The federal Liberal government is undertaking a sweeping study to find ways to improve Canada's research and development capacity, but sources say the initiative needs more work.
Industry Minister Brian Tobin and Human Resources Development Minister Jane Stewart are taking the lead in developing the white paper that will focus on how university and private sector research can be translated into market-oriented products and how to provide the workforce with better skills-training.
At a speech delivered in Halifax last month, Stewart said the country faces a tremendous challenge in ensuring there are enough skilled workers to meet the demand of employers.
"The quality and quantity of Canadians' skills will primarily determine Canada's future competitiveness and quality of life," she stated.
The government had intended to make the paper public this month, before Parliament adjourned for the summer, but that now appears unlikely.
The delay has led to speculation there is disagreement within the Liberal government over what mix of policies would best boost economic productivity and raise living standards.
Business lobbyists have been pressing for quicker tax write offs for investment in new machinery and technology, but social groups have been arguing for measures to help economically disadvantaged groups.

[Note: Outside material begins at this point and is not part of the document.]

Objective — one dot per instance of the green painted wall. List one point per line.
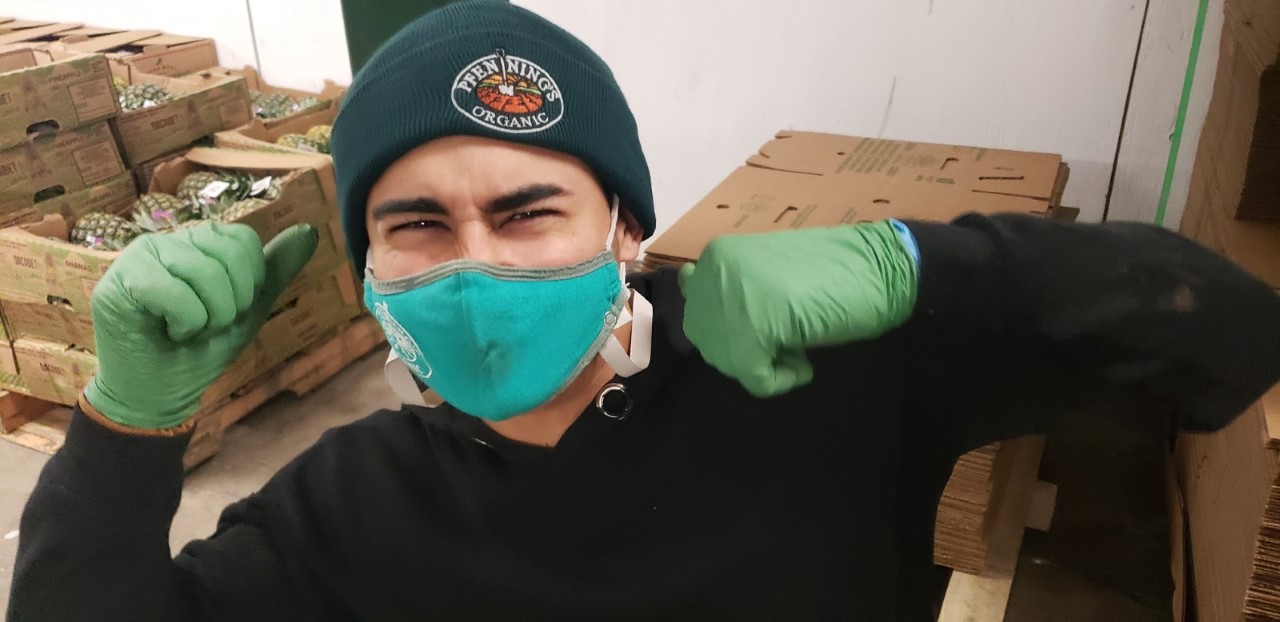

"There's a great opportunity here to bring in some policies that will make a difference," said Andrew Jackson, research director of the Canada Council on Social Development.
"Part of the skills agenda should be about trying to include relatively marginalised groups within the workforce."

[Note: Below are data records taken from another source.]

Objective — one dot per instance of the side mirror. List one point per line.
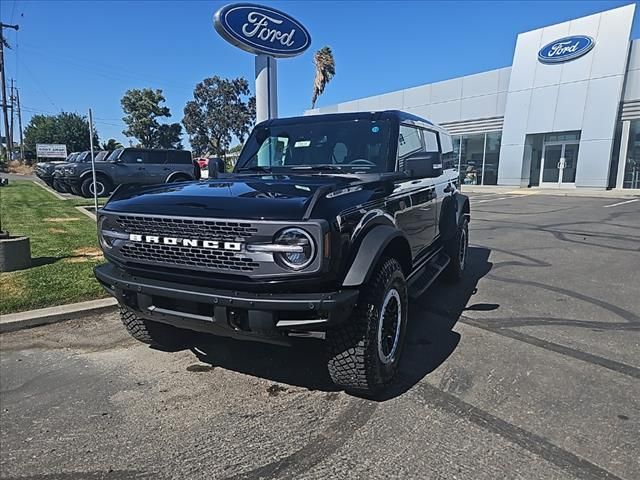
(216, 166)
(424, 165)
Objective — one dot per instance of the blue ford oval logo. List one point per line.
(261, 30)
(565, 49)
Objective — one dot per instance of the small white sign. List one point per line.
(51, 150)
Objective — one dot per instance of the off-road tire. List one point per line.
(355, 362)
(457, 248)
(86, 187)
(60, 187)
(156, 334)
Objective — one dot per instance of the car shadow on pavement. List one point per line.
(303, 364)
(432, 317)
(430, 340)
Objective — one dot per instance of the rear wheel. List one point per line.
(103, 187)
(457, 248)
(364, 352)
(155, 334)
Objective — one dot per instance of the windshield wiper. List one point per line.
(320, 168)
(256, 168)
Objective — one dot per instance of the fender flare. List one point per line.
(454, 209)
(369, 253)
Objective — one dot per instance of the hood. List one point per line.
(273, 197)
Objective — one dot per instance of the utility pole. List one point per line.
(12, 102)
(20, 125)
(4, 88)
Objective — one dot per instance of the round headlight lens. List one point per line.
(299, 238)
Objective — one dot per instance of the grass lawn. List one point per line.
(64, 249)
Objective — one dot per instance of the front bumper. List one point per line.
(244, 315)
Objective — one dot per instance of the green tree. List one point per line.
(111, 144)
(325, 71)
(143, 108)
(70, 129)
(220, 110)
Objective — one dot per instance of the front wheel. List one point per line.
(364, 352)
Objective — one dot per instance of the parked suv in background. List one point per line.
(71, 172)
(44, 170)
(328, 224)
(134, 165)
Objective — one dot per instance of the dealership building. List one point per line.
(566, 113)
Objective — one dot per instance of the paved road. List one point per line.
(529, 369)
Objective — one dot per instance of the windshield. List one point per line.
(101, 156)
(351, 145)
(115, 154)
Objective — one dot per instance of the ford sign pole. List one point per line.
(93, 164)
(266, 91)
(269, 34)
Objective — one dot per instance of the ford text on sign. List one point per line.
(261, 30)
(565, 49)
(51, 150)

It is expected the white paper will spell out in more detail the so-called "innovation agenda" in the Liberal red book of election promises last year.
The Liberals vowed to double federal spending on research and development, ensure better access to student loans, and to establish individual learning accounts to allow people to set money aside tax-free and withdraw it for education and job training.
CAUT president Tom Booth says he is worried about the direction the white paper may take.
"There's strong indication the big focus will be on commercializing university research," Booth explains. "The issue of continued underfunding of universities and colleges and accessibility to post-secondary education doesn't even appear to be on the radar screen."